Which was the truth. The truth was a powerful thing and the geezers all around her knew truth when they heard it.
Around the room there were little explosions of magic: a small fire as the fake flowers on one table flamed; a mini earthquake shook the floor, sending the water in the glasses shivering; a tiny puff of wallboard dust erupted as a wall cracked from ceiling to floor. The geezers were losing control. It was spreading.
An explosion sounded from the kitchen. The chef squealed in shock and pain.
A glass shattered on one table. A stoneware plate cracked.
“Maybe we were right!” Dani shouted. “Maybe they really do surgically implant plugs in the back of our heads, directly into our brains.”
The man who had set the fire shouted, “I told you so! They hook us up to supercomputers that run the world!”
A woman at another table yelled, “They use us!”

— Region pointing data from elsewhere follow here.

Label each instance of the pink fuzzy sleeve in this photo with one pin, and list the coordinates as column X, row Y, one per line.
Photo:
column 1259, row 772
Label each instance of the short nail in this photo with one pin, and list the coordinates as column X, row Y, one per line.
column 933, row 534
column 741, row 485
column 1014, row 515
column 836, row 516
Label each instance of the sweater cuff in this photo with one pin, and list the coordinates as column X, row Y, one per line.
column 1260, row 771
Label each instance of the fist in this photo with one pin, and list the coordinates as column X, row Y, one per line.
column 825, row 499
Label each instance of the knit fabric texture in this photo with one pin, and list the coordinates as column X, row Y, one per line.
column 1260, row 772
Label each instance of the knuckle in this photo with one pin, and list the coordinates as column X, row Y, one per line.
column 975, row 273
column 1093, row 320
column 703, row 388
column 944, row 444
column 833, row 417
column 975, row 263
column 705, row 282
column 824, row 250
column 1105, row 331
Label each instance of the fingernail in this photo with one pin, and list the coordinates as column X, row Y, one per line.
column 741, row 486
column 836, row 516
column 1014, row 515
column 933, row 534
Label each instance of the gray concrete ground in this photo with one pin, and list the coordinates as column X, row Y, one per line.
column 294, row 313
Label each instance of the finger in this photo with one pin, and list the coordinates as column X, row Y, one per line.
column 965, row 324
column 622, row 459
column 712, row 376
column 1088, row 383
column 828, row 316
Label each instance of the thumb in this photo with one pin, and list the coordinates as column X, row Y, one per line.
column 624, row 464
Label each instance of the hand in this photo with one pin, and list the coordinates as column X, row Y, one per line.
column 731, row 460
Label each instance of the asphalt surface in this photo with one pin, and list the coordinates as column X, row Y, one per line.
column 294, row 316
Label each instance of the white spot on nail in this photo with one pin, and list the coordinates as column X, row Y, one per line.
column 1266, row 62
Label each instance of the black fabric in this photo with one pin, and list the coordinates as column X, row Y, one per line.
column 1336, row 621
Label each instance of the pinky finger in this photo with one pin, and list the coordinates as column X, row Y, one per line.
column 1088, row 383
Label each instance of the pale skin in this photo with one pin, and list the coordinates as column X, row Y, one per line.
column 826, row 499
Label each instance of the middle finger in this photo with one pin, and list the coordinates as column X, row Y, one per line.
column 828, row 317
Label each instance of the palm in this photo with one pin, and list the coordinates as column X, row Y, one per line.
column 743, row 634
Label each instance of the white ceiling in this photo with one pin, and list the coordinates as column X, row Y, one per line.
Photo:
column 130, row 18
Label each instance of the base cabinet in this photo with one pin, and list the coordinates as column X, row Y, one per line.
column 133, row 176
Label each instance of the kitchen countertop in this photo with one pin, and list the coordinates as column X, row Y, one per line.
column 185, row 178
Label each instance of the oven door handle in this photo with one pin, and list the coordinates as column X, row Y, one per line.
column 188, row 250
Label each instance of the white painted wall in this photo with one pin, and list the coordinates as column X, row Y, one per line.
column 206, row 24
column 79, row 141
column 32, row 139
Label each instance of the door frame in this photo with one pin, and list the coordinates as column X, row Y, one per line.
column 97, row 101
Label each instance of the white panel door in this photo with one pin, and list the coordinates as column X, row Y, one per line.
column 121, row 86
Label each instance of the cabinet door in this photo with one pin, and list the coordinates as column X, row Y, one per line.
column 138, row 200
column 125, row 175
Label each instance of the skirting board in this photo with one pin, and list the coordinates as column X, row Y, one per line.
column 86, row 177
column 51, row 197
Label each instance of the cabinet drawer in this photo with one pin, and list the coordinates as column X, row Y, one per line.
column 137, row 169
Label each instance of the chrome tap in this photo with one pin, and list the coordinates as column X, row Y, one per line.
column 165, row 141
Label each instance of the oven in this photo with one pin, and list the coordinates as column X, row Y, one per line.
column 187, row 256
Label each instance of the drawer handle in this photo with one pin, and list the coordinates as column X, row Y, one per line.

Marvin stood and yelled, “Is that what you people are doing? Using us for power grids and shit?”
A former politician yelled out, “Probably high-tech military devices, and financial markets.”
“It’s like that movie, the Matrix, but without the cute guy and the cool special effects,” another woman shouted, pushing against the table to stand.
People were milling everywhere. The room itself was shaking. Three windows shattered but proved to be safety glass, and Marvin didn’t turn his recycling magic at the plastic, so they stayed together instead of turning to sharp shards and dirt.
Dani had lost track of who was getting involved, but half of the tables were empty, and everyone was upset. The feel of magic was an electric buzz in the air and along her skin.
“Zombies,” a man with a very rounded belly shouted. “Kept drugged, our power drained and used by the warden to make money! Working us until we die.”
All the plates on table Q flew up and hit the ceiling. Shattered stoneware rained down and some of Marvin’s remaining dirt landed on the inmates.
“The warden said all the people at table J got contracts!” A woman said, her voice quavering.